UK Nonlinear News Review

Theoretical Aspects of Pattern Formation

Alastair Rucklidge

The workshop Theoretical Aspects of Pattern Formation was held from 19-23 September 2005 at the University of Surrey as part of the Isaac Newton Institute Programme on Pattern Formation in Large Domains. The workshop enjoyed support from the London Mathematical Society and from EPSRC, and one day (Tuesday 20 September) was sponsored by the Institute of Advanced Studies (U Surrey), and was aimed at a broader audience with the goal of surveying the state-of-the-art in the field and outlining promising future directions.

The workshop programme consisted of 19 lectures and 7 posters, covering a broad range of applied, pure, and experimental topics. Among the presenters were experimentalists and theoreticians, applied and pure mathematicians, physicists as well as chemists.

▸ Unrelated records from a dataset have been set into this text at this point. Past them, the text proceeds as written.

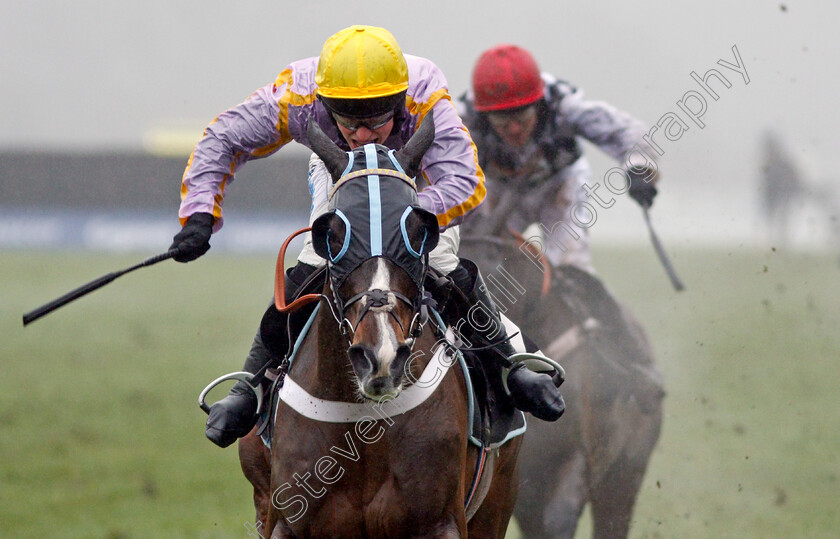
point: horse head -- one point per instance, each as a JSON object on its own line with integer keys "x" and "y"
{"x": 376, "y": 239}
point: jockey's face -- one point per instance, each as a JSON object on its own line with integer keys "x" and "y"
{"x": 370, "y": 130}
{"x": 514, "y": 127}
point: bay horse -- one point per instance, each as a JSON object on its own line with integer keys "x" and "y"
{"x": 600, "y": 451}
{"x": 370, "y": 435}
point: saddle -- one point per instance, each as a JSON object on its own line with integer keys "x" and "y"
{"x": 494, "y": 419}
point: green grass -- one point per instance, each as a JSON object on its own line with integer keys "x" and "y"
{"x": 101, "y": 435}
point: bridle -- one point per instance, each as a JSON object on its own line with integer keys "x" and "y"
{"x": 378, "y": 300}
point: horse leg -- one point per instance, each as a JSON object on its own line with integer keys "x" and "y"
{"x": 613, "y": 499}
{"x": 561, "y": 508}
{"x": 254, "y": 460}
{"x": 493, "y": 517}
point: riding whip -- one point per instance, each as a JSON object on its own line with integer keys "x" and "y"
{"x": 660, "y": 252}
{"x": 91, "y": 286}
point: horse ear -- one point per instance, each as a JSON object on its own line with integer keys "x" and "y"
{"x": 421, "y": 231}
{"x": 329, "y": 152}
{"x": 329, "y": 236}
{"x": 410, "y": 156}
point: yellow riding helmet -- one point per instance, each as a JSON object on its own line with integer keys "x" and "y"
{"x": 361, "y": 62}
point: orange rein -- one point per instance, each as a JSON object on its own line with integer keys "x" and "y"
{"x": 280, "y": 280}
{"x": 546, "y": 266}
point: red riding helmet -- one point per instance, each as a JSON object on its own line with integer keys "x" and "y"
{"x": 506, "y": 77}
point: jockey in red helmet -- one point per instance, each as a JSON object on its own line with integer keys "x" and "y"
{"x": 361, "y": 90}
{"x": 527, "y": 126}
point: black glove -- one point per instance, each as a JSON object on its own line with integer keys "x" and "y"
{"x": 642, "y": 191}
{"x": 194, "y": 239}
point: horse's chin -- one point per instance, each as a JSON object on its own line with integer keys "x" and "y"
{"x": 379, "y": 388}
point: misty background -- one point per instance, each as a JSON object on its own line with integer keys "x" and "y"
{"x": 83, "y": 82}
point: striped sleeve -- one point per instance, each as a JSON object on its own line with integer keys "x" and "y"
{"x": 252, "y": 129}
{"x": 450, "y": 166}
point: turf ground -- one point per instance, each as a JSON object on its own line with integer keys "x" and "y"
{"x": 100, "y": 434}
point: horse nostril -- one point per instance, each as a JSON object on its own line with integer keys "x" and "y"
{"x": 398, "y": 365}
{"x": 362, "y": 358}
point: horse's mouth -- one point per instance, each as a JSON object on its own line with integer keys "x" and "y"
{"x": 379, "y": 388}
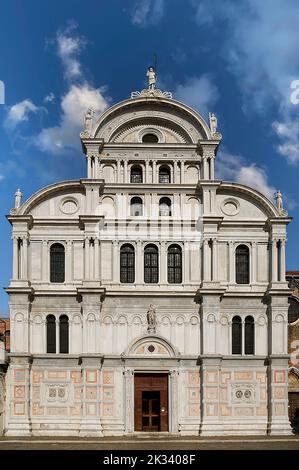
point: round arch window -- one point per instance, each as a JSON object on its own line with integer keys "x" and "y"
{"x": 150, "y": 139}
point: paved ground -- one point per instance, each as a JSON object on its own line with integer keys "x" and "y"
{"x": 152, "y": 443}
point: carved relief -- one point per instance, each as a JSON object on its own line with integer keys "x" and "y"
{"x": 243, "y": 393}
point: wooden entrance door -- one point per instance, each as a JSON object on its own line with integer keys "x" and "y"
{"x": 151, "y": 402}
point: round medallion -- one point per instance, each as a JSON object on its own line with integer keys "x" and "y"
{"x": 69, "y": 206}
{"x": 230, "y": 207}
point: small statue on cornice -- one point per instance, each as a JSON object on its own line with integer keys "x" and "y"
{"x": 151, "y": 319}
{"x": 18, "y": 198}
{"x": 213, "y": 123}
{"x": 152, "y": 79}
{"x": 88, "y": 123}
{"x": 279, "y": 204}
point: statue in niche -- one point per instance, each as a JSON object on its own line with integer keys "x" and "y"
{"x": 278, "y": 197}
{"x": 88, "y": 120}
{"x": 151, "y": 319}
{"x": 279, "y": 204}
{"x": 18, "y": 198}
{"x": 152, "y": 79}
{"x": 213, "y": 123}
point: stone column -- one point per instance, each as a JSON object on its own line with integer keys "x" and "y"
{"x": 115, "y": 262}
{"x": 253, "y": 262}
{"x": 15, "y": 263}
{"x": 139, "y": 263}
{"x": 86, "y": 258}
{"x": 88, "y": 157}
{"x": 96, "y": 167}
{"x": 182, "y": 171}
{"x": 24, "y": 258}
{"x": 282, "y": 260}
{"x": 69, "y": 261}
{"x": 118, "y": 172}
{"x": 212, "y": 168}
{"x": 155, "y": 171}
{"x": 97, "y": 259}
{"x": 205, "y": 168}
{"x": 186, "y": 258}
{"x": 126, "y": 171}
{"x": 57, "y": 334}
{"x": 215, "y": 259}
{"x": 129, "y": 400}
{"x": 171, "y": 174}
{"x": 146, "y": 176}
{"x": 173, "y": 401}
{"x": 163, "y": 263}
{"x": 274, "y": 265}
{"x": 206, "y": 260}
{"x": 100, "y": 169}
{"x": 175, "y": 171}
{"x": 231, "y": 258}
{"x": 45, "y": 261}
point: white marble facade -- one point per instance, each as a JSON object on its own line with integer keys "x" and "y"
{"x": 89, "y": 389}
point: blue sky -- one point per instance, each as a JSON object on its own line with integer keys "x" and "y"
{"x": 237, "y": 59}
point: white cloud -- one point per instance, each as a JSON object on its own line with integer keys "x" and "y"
{"x": 49, "y": 98}
{"x": 74, "y": 104}
{"x": 19, "y": 112}
{"x": 288, "y": 131}
{"x": 260, "y": 47}
{"x": 200, "y": 93}
{"x": 231, "y": 167}
{"x": 147, "y": 12}
{"x": 68, "y": 49}
{"x": 80, "y": 96}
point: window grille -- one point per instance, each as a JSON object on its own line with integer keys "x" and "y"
{"x": 151, "y": 264}
{"x": 237, "y": 335}
{"x": 136, "y": 207}
{"x": 164, "y": 174}
{"x": 127, "y": 264}
{"x": 249, "y": 335}
{"x": 51, "y": 334}
{"x": 242, "y": 264}
{"x": 63, "y": 334}
{"x": 174, "y": 263}
{"x": 136, "y": 174}
{"x": 57, "y": 263}
{"x": 165, "y": 207}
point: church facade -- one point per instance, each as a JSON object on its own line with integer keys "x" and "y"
{"x": 148, "y": 296}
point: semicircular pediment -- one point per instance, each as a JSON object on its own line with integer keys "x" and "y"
{"x": 152, "y": 346}
{"x": 178, "y": 119}
{"x": 133, "y": 131}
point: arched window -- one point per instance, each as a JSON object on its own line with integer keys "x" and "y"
{"x": 51, "y": 334}
{"x": 136, "y": 174}
{"x": 63, "y": 334}
{"x": 174, "y": 264}
{"x": 127, "y": 264}
{"x": 164, "y": 174}
{"x": 136, "y": 206}
{"x": 151, "y": 264}
{"x": 150, "y": 139}
{"x": 249, "y": 335}
{"x": 165, "y": 206}
{"x": 242, "y": 264}
{"x": 57, "y": 263}
{"x": 237, "y": 335}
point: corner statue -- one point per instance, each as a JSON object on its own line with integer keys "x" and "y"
{"x": 213, "y": 123}
{"x": 88, "y": 120}
{"x": 151, "y": 319}
{"x": 152, "y": 79}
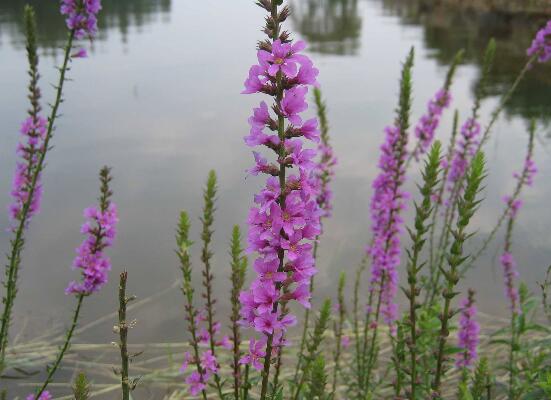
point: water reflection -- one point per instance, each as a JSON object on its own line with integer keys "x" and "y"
{"x": 450, "y": 27}
{"x": 116, "y": 14}
{"x": 330, "y": 26}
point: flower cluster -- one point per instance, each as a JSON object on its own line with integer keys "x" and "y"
{"x": 33, "y": 131}
{"x": 286, "y": 217}
{"x": 44, "y": 396}
{"x": 541, "y": 45}
{"x": 100, "y": 230}
{"x": 508, "y": 262}
{"x": 81, "y": 16}
{"x": 197, "y": 381}
{"x": 465, "y": 148}
{"x": 387, "y": 202}
{"x": 91, "y": 259}
{"x": 428, "y": 123}
{"x": 469, "y": 330}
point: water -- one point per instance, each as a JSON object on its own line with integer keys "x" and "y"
{"x": 158, "y": 100}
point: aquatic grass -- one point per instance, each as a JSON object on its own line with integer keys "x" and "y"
{"x": 127, "y": 384}
{"x": 338, "y": 328}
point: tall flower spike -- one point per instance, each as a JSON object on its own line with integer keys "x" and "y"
{"x": 285, "y": 220}
{"x": 33, "y": 133}
{"x": 541, "y": 45}
{"x": 81, "y": 16}
{"x": 38, "y": 132}
{"x": 469, "y": 331}
{"x": 388, "y": 201}
{"x": 426, "y": 127}
{"x": 508, "y": 262}
{"x": 100, "y": 230}
{"x": 468, "y": 144}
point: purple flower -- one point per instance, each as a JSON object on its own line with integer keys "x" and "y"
{"x": 33, "y": 132}
{"x": 196, "y": 383}
{"x": 428, "y": 123}
{"x": 185, "y": 363}
{"x": 44, "y": 396}
{"x": 469, "y": 330}
{"x": 267, "y": 323}
{"x": 256, "y": 353}
{"x": 267, "y": 270}
{"x": 286, "y": 216}
{"x": 282, "y": 58}
{"x": 81, "y": 16}
{"x": 541, "y": 45}
{"x": 208, "y": 362}
{"x": 100, "y": 231}
{"x": 345, "y": 342}
{"x": 387, "y": 202}
{"x": 80, "y": 53}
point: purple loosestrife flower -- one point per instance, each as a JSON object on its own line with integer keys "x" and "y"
{"x": 469, "y": 330}
{"x": 387, "y": 202}
{"x": 100, "y": 230}
{"x": 197, "y": 382}
{"x": 286, "y": 216}
{"x": 541, "y": 45}
{"x": 255, "y": 354}
{"x": 33, "y": 132}
{"x": 428, "y": 123}
{"x": 81, "y": 16}
{"x": 44, "y": 396}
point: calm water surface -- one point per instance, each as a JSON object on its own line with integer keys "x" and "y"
{"x": 158, "y": 100}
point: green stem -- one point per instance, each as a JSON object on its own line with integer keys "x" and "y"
{"x": 356, "y": 316}
{"x": 52, "y": 370}
{"x": 432, "y": 266}
{"x": 246, "y": 383}
{"x": 282, "y": 184}
{"x": 17, "y": 243}
{"x": 306, "y": 319}
{"x": 123, "y": 335}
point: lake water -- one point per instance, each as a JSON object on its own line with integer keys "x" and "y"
{"x": 158, "y": 100}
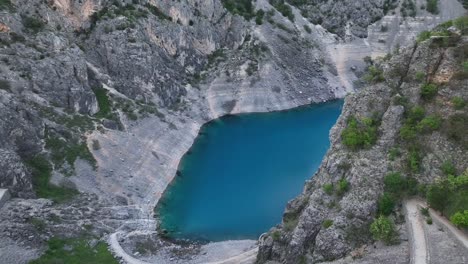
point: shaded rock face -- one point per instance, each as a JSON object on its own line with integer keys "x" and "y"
{"x": 14, "y": 175}
{"x": 336, "y": 15}
{"x": 302, "y": 235}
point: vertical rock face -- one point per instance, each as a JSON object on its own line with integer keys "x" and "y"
{"x": 303, "y": 236}
{"x": 14, "y": 176}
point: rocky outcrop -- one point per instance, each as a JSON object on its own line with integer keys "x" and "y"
{"x": 303, "y": 236}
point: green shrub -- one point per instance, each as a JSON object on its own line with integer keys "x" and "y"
{"x": 283, "y": 8}
{"x": 41, "y": 172}
{"x": 414, "y": 159}
{"x": 240, "y": 7}
{"x": 276, "y": 235}
{"x": 33, "y": 24}
{"x": 385, "y": 204}
{"x": 437, "y": 195}
{"x": 448, "y": 168}
{"x": 455, "y": 128}
{"x": 458, "y": 103}
{"x": 429, "y": 91}
{"x": 460, "y": 219}
{"x": 383, "y": 229}
{"x": 394, "y": 183}
{"x": 342, "y": 187}
{"x": 75, "y": 251}
{"x": 432, "y": 6}
{"x": 393, "y": 153}
{"x": 327, "y": 223}
{"x": 408, "y": 132}
{"x": 5, "y": 85}
{"x": 429, "y": 123}
{"x": 374, "y": 75}
{"x": 416, "y": 114}
{"x": 360, "y": 133}
{"x": 328, "y": 188}
{"x": 420, "y": 76}
{"x": 425, "y": 211}
{"x": 259, "y": 17}
{"x": 425, "y": 35}
{"x": 5, "y": 4}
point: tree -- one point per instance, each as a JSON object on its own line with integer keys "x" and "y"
{"x": 437, "y": 195}
{"x": 383, "y": 229}
{"x": 460, "y": 219}
{"x": 385, "y": 204}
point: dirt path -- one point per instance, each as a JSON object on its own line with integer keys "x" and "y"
{"x": 415, "y": 222}
{"x": 419, "y": 253}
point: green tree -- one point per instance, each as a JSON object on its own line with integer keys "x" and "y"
{"x": 385, "y": 204}
{"x": 460, "y": 219}
{"x": 438, "y": 195}
{"x": 383, "y": 229}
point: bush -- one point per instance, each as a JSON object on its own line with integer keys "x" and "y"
{"x": 259, "y": 17}
{"x": 41, "y": 172}
{"x": 420, "y": 76}
{"x": 283, "y": 8}
{"x": 5, "y": 85}
{"x": 360, "y": 133}
{"x": 458, "y": 103}
{"x": 383, "y": 229}
{"x": 374, "y": 75}
{"x": 448, "y": 168}
{"x": 240, "y": 7}
{"x": 394, "y": 183}
{"x": 429, "y": 91}
{"x": 429, "y": 123}
{"x": 327, "y": 223}
{"x": 385, "y": 204}
{"x": 423, "y": 36}
{"x": 432, "y": 6}
{"x": 343, "y": 187}
{"x": 74, "y": 251}
{"x": 425, "y": 211}
{"x": 460, "y": 219}
{"x": 5, "y": 4}
{"x": 33, "y": 24}
{"x": 328, "y": 188}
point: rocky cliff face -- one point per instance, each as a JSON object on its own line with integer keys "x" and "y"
{"x": 102, "y": 98}
{"x": 357, "y": 173}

Briefly, the talks covered aspects of patterns in convection (including rotating convection, the effects of thermal noise at the onset of convection, and the skewed-varicose instability), flows in thin films, Faraday waves, spiral patterns in plant growth, patterns in excitable media and reaction-diffusion problems, patterns in the formation of bacterial colonies, dynamics of the motion of spirals, patterns leading to intermittent dynamics, spatio-temporal chaos and coarsening, dynamics of defects in 2D patterns, patterns in turbulent flows, the long-time behaviour of solutions 2D and 3D Navier-Stokes equations, robustness of coherent structures such as spiral waves, and a topological perspective on the existence and stability of localised solutions in pattern formation on the plane, where the presence of more than one unbounded direction is known to cause difficulties. Most of the talks presented at the workshop are available on the web.